According to Timothy Wells, Chief Scientific Officer at the Medicines for Malaria Venture, RTSS “even as a partial vaccine, is a massive triumph immunologically.” The human immune response to malaria is transient and requiring, on some estimates, 10 malaria infections, according to Wells. “This is why making a vaccine is close to impossible,” said Wells. Perhaps informed by this conclusion, the PATH Malaria Vaccine Initiative (MVI), funded by the Gates Foundation, has been quietly dropping candidate after candidate. Two projects testing multiple antigens have been dropped, one as long ago as December. However, that cancelation was only recently reflected in MVI’s portfolio which “was just updated last week,” the week of May 10, according to PATH spokesperson, Kelsey Mertes. One other canceled vaccine project “is still included on the portfolio because it hasn’t been closed out yet,” according to Mertes. Cancelled projects remain in the portfolio “until the contract is closed out and the last payment made,” Mertes explained. The portfolio still contains two studies of RTS,S given with another vaccine. Results are in for one but, perhaps suggesting the outcomes were not spectacular, Mertes did not reply to an email asking if it would move forward into the next phase of trials. The MVI portfolio looks increasingly barren as the sole remaining active trial for a protective pre-erythrocytic vaccine will report results later this year.

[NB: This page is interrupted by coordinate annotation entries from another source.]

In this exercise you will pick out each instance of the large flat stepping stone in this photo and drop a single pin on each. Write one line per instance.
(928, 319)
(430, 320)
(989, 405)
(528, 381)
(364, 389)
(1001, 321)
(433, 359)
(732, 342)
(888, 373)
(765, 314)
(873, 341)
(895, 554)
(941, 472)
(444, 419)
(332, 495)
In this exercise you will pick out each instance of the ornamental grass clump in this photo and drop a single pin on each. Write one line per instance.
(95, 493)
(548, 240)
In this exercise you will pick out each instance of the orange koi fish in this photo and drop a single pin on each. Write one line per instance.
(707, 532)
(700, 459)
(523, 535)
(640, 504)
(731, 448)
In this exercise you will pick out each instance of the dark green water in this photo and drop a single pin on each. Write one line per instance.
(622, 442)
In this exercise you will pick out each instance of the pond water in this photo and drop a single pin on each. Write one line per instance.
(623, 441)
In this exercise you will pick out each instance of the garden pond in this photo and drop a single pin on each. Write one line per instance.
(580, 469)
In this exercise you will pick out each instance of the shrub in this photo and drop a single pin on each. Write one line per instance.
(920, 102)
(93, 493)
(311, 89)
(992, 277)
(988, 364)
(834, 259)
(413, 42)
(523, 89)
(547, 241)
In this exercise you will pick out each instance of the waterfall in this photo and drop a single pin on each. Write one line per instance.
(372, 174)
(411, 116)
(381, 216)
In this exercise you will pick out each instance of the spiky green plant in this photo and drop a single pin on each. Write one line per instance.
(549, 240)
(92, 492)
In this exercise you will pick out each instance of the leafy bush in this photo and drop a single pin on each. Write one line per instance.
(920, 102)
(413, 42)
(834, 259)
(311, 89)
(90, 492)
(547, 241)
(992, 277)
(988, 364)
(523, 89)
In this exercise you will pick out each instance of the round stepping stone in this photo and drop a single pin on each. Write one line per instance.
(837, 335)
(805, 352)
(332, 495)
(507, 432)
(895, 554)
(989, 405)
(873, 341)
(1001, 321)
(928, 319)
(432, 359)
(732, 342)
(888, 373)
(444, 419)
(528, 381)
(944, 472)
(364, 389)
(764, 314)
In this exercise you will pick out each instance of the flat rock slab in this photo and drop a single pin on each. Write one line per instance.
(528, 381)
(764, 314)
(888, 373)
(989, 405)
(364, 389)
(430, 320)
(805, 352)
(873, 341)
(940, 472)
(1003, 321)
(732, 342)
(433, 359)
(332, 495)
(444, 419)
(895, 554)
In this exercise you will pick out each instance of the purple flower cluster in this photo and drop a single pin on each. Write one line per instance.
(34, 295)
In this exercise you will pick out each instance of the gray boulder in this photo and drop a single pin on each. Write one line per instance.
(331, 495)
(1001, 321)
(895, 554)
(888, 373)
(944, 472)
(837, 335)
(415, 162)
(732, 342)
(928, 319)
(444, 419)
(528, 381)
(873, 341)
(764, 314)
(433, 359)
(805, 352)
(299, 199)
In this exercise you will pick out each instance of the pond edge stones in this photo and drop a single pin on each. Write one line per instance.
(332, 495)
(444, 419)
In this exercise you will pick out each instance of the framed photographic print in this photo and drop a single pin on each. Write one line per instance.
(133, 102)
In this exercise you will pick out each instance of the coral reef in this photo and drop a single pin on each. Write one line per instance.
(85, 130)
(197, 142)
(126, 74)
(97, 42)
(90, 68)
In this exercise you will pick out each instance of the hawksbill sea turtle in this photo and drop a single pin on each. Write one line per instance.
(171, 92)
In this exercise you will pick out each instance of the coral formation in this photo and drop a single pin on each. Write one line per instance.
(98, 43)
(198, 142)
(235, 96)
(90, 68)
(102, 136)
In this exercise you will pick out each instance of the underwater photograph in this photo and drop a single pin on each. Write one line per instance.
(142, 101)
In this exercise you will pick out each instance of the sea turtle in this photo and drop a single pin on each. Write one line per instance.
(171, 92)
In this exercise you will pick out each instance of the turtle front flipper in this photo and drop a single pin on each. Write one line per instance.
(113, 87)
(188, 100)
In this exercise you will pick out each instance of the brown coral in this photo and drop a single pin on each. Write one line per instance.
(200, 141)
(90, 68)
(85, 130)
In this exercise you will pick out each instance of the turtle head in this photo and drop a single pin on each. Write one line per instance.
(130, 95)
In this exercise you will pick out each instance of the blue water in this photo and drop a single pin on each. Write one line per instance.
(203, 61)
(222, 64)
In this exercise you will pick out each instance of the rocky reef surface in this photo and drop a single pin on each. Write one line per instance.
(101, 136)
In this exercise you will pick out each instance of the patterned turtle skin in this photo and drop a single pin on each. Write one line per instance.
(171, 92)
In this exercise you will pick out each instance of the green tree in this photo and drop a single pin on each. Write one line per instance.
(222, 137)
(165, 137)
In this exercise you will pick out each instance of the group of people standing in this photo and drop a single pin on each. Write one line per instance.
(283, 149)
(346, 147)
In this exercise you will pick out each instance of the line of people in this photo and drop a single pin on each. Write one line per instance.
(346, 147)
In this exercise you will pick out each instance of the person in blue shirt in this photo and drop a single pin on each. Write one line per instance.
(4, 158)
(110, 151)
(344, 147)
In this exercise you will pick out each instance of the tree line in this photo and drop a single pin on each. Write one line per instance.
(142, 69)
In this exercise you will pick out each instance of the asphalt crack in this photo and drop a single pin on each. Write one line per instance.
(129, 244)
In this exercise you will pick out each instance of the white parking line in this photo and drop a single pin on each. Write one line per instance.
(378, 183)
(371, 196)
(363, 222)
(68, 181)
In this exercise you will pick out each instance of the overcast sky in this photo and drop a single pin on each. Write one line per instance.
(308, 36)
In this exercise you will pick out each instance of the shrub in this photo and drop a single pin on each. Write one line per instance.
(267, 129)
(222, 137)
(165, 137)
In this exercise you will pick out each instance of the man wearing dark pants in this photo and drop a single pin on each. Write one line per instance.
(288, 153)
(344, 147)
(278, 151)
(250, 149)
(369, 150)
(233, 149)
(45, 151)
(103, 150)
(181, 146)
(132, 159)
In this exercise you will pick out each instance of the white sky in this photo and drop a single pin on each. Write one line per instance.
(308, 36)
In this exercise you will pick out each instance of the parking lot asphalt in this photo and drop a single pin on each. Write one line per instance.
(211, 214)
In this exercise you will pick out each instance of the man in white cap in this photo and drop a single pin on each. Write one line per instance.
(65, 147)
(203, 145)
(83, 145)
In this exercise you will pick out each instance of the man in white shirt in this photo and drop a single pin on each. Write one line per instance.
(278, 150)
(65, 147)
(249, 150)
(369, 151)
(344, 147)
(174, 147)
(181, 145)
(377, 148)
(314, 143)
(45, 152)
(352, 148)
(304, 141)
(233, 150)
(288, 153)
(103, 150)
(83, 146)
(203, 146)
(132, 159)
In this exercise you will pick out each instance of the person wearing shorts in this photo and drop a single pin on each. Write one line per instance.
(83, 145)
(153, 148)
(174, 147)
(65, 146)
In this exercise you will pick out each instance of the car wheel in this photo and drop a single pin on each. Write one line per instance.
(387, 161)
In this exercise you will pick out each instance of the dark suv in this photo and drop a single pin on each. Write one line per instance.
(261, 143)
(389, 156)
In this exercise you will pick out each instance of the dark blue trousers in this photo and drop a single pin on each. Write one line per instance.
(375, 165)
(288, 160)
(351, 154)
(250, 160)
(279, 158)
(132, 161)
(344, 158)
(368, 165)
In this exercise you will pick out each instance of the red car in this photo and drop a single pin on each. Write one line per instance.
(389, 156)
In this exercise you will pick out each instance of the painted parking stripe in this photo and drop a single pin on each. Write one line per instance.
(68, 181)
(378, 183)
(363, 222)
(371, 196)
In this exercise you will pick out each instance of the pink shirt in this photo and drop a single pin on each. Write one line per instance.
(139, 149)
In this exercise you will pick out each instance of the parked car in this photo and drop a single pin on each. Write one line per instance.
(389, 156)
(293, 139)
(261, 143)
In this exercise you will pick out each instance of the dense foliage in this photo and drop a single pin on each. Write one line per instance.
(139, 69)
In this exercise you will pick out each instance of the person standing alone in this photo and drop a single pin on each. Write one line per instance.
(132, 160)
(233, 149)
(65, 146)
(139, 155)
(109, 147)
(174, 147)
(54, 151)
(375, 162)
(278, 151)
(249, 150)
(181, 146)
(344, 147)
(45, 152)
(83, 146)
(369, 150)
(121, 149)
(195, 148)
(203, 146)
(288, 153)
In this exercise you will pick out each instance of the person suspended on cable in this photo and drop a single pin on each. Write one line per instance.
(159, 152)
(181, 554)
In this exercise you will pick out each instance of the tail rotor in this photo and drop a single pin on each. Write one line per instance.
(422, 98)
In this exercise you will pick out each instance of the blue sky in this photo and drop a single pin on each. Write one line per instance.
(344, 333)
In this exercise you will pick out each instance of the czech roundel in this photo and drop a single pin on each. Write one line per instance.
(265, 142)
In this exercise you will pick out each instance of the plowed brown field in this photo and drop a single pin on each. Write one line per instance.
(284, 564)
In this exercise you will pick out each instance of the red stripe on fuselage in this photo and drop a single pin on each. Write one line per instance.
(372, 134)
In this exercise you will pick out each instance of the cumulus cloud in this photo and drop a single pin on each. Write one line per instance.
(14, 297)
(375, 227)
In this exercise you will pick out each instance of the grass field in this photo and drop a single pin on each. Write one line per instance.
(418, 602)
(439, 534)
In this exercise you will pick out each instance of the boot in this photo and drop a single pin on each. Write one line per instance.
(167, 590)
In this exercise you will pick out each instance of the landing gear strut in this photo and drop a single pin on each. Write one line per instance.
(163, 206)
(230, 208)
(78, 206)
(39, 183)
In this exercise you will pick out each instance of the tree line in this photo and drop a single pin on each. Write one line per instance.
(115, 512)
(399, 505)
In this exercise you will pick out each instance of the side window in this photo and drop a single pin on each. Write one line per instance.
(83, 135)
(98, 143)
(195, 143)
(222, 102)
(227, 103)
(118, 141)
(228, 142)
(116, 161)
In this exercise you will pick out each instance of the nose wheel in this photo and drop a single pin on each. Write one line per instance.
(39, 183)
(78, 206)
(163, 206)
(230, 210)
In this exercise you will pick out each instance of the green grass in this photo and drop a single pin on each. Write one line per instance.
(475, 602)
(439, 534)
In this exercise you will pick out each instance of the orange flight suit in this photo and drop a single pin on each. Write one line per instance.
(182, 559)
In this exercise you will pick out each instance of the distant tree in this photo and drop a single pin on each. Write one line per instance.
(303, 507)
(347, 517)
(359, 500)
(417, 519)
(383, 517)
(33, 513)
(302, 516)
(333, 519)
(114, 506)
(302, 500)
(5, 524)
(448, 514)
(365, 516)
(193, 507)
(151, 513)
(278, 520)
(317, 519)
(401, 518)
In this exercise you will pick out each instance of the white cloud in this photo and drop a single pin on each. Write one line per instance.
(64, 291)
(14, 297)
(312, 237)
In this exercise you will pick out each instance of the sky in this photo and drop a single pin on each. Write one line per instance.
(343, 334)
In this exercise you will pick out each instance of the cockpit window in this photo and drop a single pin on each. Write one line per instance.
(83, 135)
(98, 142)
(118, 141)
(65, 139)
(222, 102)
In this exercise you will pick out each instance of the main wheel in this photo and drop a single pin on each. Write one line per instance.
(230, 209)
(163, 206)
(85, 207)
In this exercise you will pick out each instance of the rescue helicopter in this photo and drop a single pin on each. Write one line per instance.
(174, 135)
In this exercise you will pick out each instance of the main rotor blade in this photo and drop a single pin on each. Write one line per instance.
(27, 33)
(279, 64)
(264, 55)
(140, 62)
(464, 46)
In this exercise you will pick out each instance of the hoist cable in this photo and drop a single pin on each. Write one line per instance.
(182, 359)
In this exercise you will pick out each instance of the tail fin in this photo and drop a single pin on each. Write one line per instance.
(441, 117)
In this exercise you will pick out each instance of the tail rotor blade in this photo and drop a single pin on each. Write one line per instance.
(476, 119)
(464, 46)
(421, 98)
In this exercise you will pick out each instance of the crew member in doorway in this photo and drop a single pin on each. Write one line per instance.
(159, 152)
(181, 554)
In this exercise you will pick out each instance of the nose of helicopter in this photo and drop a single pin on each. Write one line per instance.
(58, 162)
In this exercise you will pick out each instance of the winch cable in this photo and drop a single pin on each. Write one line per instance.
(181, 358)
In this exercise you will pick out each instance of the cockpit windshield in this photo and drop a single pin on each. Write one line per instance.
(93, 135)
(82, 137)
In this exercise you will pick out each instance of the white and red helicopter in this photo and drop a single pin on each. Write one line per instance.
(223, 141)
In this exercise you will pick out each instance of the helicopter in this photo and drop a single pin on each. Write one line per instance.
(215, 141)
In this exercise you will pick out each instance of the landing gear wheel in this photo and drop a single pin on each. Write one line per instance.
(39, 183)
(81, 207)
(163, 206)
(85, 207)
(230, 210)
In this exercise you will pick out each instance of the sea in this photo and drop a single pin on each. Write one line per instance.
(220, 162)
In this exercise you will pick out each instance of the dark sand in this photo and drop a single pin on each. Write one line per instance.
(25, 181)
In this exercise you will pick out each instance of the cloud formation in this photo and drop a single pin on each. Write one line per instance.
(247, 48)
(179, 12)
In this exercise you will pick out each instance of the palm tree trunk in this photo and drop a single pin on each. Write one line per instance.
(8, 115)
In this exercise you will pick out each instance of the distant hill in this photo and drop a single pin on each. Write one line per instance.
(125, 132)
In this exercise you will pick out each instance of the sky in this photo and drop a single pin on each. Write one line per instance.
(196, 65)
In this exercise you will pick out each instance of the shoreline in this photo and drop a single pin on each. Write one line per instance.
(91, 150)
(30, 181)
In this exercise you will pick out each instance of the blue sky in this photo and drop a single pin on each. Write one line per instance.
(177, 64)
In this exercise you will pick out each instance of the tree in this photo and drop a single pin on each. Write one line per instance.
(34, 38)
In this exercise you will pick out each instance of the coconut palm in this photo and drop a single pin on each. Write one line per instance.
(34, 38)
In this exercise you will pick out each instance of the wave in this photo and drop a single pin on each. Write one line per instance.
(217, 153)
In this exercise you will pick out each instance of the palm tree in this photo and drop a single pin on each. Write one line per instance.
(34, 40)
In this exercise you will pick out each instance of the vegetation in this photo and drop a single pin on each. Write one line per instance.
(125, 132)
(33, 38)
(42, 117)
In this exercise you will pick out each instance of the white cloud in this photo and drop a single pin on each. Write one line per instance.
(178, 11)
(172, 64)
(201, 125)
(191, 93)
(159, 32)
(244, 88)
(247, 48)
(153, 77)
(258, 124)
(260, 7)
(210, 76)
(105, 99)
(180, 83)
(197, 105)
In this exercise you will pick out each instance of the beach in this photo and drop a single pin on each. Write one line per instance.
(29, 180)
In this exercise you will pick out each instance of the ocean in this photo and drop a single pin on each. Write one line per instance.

The search continues technically, although at the very earliest stage of the pipeline with any actual vaccine many years away. According to Mertes, MVI “is undertaking target validation work” on over 25 candidate antigens for a protective, pre-erythrocytic vaccine. However, science suggests that future discovery of a highly protective antigen or antigens is unlikely. Malaria has some 5,000 genes, but there are not 5,000 potential vaccine targets. Malaria genes produce just under 2,000 proteins. Vaccine targets are fewer still because not all the proteins are seen by the human immune system. Indeed, according to Stefan Kappe: “The number of surface and secreted proteins we identified is much lower, less than 100.” Kappe leads a group at Seattle Biomed that began assessing new antigen candidates in late 2012 for MVI. The project is expected to take six years or more. “Most of the novel targets are not published yet,” said Kappe.
It is not the first such effort but, because of its comprehensiveness, it could be the last.
In 2011, a group at New York University published results of efforts, supported by the Gates Foundation and others, to find new candidate antigens for a malaria vaccine. The researchers tested 34 new antigens, but concluded: “In summary, we failed in our attempt to discover powerful protective non-CS antigens…” Researchers saw no reason to look any further for other antigens. The study’s lead author, Satish Mishra, wrote in email: “We can’t rule out the possibilities in science but we as far as we understand it’s very unlikely” that there are important, yet to-be-discovered antigens. More bluntly, according to Mishra: “We have already checked the best candidates and already given up the new candidate search.”